A social network is made up of two elements: human beings and the connection between them. While the characteristic of a network is shaped by the qualities of people in the network and their connections, the network is a distinct entity, greater than the sum of its parts. In The Chemistry of Social Networks, Nicholas Christakis uses the examples of diamond and graphite to explain this point:
So you can take carbon atoms and you can assemble the carbon atoms into graphite and here we put together a particular hexagonal pattern of ties and you get sheets of graphite and this graphite is soft and dark. Or we can take the same carbon atoms and assemble the bonds between the carbon atoms differently and we get diamond, which is hard and clear. These properties of softness and darkness or hardness and clearness first of all differ dramatically, not because the carbon is different. The carbon is the same in both, but rather because of the ties between the carbon atoms. And second these properties are not properties of the carbon atoms. They’re properties of the group, properties of the collection of carbon atoms. Therefore, when we take constituent elements and assemble them to a larger whole, this larger whole can have properties that we could not have foreseen merely by studying the individual elements and properties which do not reside within the individual elements.
Whether our networked social reality in the digital age is going to be “diamond” or “graphite”, depends on the kind of person we are as individuals and how we relate to others around us. This perspective has important ethical implications for individual digital citizens, as well as institutions such as family, school, workplace, business and government.
Wikipedia, the online multilingual encyclopedia, has been regarded as one of the shining “diamonds” of the Internet. Harvard Law Professor Lawrence Lessig has said,
Wikipedia has come to define the very best in an ethic of a different kind of economy or community: at its core, it is a “collaborative community” that freely and voluntarily gives to the world a constant invitation to understand and correct. More than any democracy, it empowers broadly. More than any entity anywhere, it elicits the very best of an amateur ethic—people working hard for the love of the work, and not for the money.

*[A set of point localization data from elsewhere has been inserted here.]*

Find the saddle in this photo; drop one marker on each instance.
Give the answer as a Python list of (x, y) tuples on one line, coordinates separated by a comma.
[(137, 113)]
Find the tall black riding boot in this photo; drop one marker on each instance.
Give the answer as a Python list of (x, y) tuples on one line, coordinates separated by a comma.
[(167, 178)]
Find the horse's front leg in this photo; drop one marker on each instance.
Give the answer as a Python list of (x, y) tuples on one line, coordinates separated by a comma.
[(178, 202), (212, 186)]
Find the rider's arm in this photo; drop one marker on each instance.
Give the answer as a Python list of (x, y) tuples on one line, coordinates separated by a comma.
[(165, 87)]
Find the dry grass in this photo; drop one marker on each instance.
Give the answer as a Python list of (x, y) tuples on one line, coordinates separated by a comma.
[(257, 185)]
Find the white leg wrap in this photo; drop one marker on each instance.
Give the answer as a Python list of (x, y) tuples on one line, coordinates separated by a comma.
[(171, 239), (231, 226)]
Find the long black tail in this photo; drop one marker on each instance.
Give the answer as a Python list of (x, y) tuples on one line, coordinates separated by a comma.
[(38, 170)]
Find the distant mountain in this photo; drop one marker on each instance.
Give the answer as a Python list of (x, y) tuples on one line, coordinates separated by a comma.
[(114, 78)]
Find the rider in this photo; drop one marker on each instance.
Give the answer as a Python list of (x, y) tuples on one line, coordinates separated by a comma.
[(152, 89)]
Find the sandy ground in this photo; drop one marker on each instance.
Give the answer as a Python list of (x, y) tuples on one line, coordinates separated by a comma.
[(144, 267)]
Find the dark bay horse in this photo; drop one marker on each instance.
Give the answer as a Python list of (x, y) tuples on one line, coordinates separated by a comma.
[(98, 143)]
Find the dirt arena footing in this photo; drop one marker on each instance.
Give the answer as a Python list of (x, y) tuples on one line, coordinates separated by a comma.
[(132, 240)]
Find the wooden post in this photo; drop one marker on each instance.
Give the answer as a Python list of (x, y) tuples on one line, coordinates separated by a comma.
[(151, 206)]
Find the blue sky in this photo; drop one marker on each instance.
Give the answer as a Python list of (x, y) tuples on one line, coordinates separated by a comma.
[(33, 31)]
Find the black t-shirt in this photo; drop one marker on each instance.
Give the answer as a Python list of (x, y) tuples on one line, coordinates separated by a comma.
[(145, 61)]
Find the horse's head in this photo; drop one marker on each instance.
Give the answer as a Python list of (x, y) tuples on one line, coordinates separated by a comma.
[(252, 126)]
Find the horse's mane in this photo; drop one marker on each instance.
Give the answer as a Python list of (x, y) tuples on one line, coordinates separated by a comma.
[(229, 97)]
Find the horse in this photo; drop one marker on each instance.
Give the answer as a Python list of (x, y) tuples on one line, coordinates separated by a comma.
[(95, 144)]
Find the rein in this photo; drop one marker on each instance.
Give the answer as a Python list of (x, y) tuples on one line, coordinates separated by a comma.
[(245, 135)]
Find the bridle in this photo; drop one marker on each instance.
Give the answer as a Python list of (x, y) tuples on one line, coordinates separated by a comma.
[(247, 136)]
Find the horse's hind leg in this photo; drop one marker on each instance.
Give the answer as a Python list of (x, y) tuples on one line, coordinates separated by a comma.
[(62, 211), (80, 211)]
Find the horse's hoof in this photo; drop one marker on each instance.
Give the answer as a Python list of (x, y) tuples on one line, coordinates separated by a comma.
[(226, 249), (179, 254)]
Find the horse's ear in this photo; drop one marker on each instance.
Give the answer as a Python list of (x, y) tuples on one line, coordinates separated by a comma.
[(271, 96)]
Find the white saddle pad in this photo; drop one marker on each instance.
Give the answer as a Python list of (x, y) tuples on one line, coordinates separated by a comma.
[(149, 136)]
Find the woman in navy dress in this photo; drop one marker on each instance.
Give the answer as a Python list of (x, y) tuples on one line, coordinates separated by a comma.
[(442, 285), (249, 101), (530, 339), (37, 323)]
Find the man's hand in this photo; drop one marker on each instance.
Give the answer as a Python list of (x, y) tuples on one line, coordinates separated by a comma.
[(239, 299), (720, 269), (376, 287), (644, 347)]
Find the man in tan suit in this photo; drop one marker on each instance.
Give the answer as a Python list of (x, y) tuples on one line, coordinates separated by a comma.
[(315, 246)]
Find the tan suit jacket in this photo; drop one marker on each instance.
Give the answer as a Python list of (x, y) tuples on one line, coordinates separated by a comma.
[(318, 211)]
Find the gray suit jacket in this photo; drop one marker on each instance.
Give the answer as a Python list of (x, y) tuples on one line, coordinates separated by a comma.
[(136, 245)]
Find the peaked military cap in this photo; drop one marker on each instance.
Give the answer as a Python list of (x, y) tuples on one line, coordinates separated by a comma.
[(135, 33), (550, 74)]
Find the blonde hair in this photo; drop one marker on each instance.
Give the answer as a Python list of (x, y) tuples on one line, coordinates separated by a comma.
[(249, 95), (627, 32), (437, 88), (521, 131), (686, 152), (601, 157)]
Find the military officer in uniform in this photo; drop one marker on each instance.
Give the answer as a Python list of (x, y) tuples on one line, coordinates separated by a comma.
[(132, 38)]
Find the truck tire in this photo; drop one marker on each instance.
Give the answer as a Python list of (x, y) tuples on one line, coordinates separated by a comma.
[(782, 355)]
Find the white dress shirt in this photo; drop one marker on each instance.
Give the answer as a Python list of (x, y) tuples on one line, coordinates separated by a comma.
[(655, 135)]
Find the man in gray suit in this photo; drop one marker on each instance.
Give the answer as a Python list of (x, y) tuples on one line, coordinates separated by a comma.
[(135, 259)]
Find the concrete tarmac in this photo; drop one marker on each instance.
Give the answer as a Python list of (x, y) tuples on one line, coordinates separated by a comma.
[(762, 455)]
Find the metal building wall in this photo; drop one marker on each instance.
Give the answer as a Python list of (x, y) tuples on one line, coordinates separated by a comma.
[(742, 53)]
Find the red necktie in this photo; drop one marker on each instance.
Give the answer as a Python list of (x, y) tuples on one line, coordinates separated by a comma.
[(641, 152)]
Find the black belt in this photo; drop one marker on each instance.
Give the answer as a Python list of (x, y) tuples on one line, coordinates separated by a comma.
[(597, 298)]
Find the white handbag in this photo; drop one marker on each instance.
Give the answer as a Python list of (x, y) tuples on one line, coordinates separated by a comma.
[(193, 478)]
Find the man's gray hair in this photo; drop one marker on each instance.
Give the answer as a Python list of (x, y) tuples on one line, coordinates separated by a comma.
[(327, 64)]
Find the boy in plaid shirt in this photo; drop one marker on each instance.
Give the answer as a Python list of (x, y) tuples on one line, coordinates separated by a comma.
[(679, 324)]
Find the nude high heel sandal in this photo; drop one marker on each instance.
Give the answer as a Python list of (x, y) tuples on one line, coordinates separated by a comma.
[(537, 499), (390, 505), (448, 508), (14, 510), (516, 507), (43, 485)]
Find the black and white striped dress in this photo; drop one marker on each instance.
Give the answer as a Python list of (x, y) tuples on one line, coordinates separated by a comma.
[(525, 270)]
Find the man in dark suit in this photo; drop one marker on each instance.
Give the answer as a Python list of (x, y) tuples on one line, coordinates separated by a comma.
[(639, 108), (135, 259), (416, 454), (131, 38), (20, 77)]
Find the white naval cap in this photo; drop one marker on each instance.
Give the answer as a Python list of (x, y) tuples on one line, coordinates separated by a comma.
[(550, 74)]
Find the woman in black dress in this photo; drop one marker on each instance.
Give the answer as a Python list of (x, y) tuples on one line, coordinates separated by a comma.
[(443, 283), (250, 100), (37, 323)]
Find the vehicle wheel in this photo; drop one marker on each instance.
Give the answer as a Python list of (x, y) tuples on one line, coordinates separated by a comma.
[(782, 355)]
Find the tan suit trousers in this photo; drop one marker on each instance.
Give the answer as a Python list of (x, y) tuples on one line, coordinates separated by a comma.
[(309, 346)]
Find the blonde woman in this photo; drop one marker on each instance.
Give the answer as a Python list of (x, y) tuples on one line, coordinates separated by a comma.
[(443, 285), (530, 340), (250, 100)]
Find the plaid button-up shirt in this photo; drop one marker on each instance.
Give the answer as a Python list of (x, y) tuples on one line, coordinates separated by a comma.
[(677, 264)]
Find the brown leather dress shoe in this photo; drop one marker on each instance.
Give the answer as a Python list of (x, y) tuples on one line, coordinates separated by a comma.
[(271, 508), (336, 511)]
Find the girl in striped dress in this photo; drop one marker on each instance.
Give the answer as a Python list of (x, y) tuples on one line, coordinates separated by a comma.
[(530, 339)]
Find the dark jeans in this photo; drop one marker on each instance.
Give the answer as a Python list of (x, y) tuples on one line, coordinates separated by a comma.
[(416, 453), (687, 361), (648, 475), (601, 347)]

Not only is Wikipedia the most widely used encyclopedia in the world, it is also a community built upon an emerging worldview that is global and service oriented, participatory and collaborative at the grassroots, reflects and demands ethics of good faith and openness, as well as consultative in decision-making. It manifests in concrete form the kinds of human interaction widely considered as utopian and impossible.
EFDP engages its program participants to think broadly about the characteristics and ethics of social network in the digital age. These insights provide the basis for developing the perspectives, mindset and skills that a digital citizen needs in order to realize the potentials and meet the challenges of a digital age. They provide the conceptual building blocks upon which we find solutions to address concerns such as cyber-bullying and privacy, as well as ways to advance the best that digital technologies offer, such as heightened capacities for knowledge, innovation and collaboration.